しかし、残り1個の凍結胚盤胞、グレードも最初に移植したやつより劣っている…そのような胚を移植して出産まで至る、ということは実際あります。一つの鍼灸院でも見られるのですから、不妊治療クリニック内では珍しくないのだろうと推察できます。

そもそも胚盤胞まで育ち、さらに凍結できたということは各クリニックの基準をクリアしたということですから、希望はあるということですね。

 

私は「おち夢クリニック」内で鍼をしていることもあり、そちらの患者さんが多いので例として挙げますが

皆さん、「胚盤胞凍結できたけどグレードB(-)」だったと落ち込んでいる方がよくおられます。

しかし、「出産まで至る多くの方がグレードB(-)である」と培養士の方から説明されているのではないでしょうか。

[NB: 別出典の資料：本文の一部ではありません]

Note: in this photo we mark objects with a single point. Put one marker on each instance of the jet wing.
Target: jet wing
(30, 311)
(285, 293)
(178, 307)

なんかマイナスと付いていると、あまり良くないイメージを持たれるかもしれませんが、全然悪くないってことです。当院の患者さんも出産までいっている方のほとんどB(-)でしょう。

さらに言ってしまえば、私8年ほどおち夢クリニック内で鍼をしていますし、開業してからの約10年を振り返っても…グレードAは聞いたことありません。グレードB(+)は数人いたかな、10年で数人です。

もちろんクリニック内の治療されている患者さんの中にはAの方おられますよ!

前提として、鍼灸に通われる患者さんは「そもそもなかなか妊娠できていないから、鍼やってみよう」と思うわけですから、グレードAの方に遭遇しないのは当たり前ですね。

 

あと、これも意外に心配されている方がいますが

胚のグレードと産まれてくる子供の健康状態や身体能力に関係するか、ということ。

言うまでもなく関係ないですよね(遺伝子と健康や身体能力、知能は関係ありますが)

良いグレードから産まれる人間は、犯罪を犯さないでしょうか

低いとされたグレードの場合はスポーツ選手になれないでしょうか

そんなはずはないですね。初期発生の細胞の形で、どのような「人」が育つかなどわかるわけありません。